1. A multivariate predictive model was developed to help determine when a bone marrow sample would help distinguish between patients with monoclonal gammopathy of undetermined significance (MGUS) and smoldering multiple myeloma (SMM).
2. The model aimed to minimize unnecessary bone marrow sampling in this population.

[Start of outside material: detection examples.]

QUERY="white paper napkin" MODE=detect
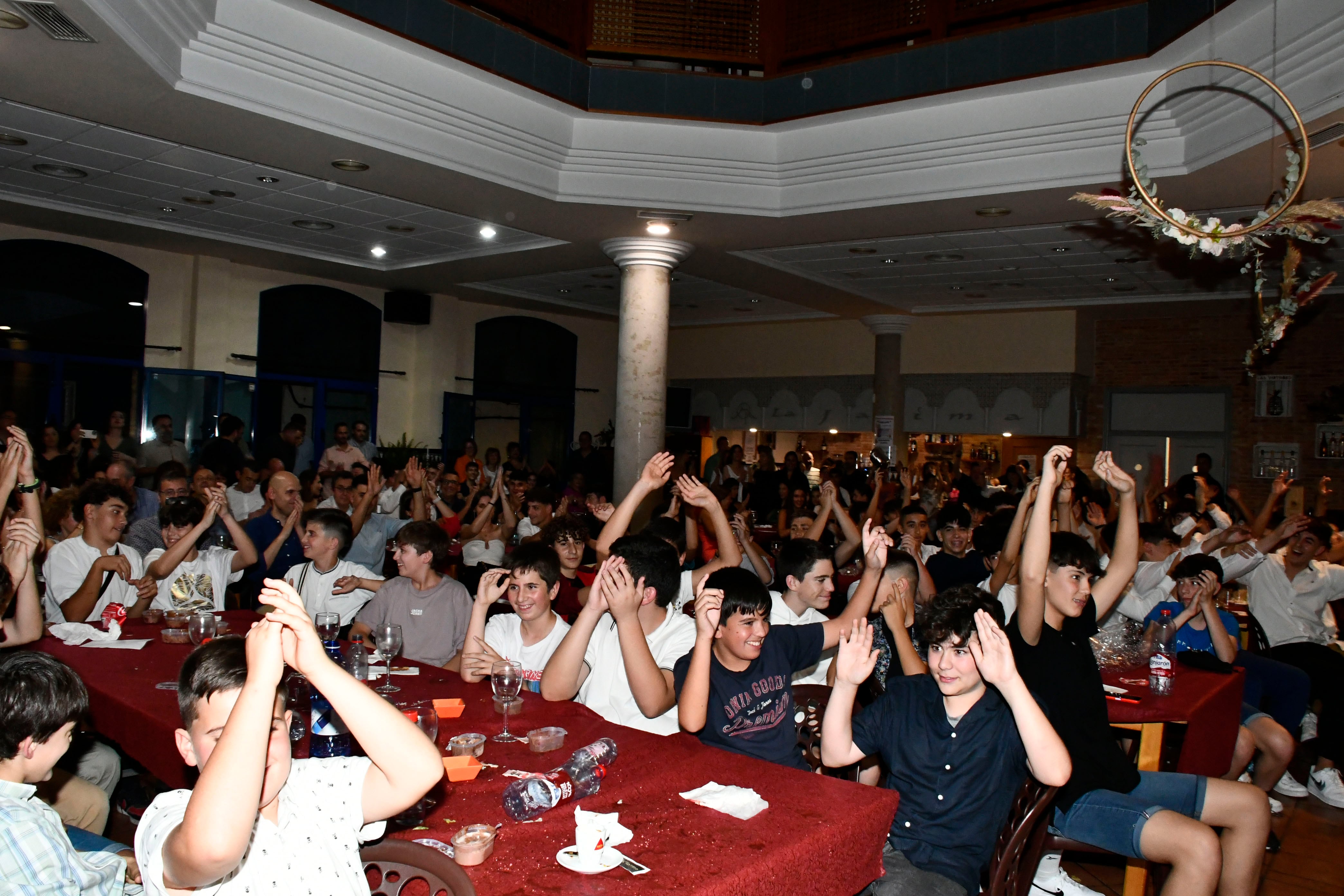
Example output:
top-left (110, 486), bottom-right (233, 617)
top-left (681, 780), bottom-right (770, 821)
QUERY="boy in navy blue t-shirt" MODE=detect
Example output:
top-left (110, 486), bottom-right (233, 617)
top-left (672, 523), bottom-right (891, 771)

Evidence Rating Level: 2 (Good)
Study Rundown: MGUS may be a precursor to MM and other lymphoproliferative disorders. The way to distinguish between SMM and MGUS is by looking at the bone marrow plasma cells (BMPC). They are distinguished by 10% or higher BMPC, have a higher progression risk, and need management. SMM is the presence of BMPC between 10-59% or an M protein concentration of 30 g/L or higher but without a myeloma-defining event and is a middle stage between MGUS and MM. It is necessary to obtain a bone marrow sample to distinguish between people with MGUS and SMM. However, it requires extensive resources and may be painful to undergo. Since knowing when to obtain a bone marrow sample can be challenging, this study developed a multivariable predictive model to understand the chances of someone with MGUS having SMM or worse. A total of 75,422 individuals sent their blood samples to undergo serum protein electrophoresis and analysis. The participants who had abnormal screening results consistent with MGUS were then randomized into one of three groups. The study was limited as the prediction model used requires external validation. Overall, the established multivariate prediction model may be used to defer bone marrow sampling.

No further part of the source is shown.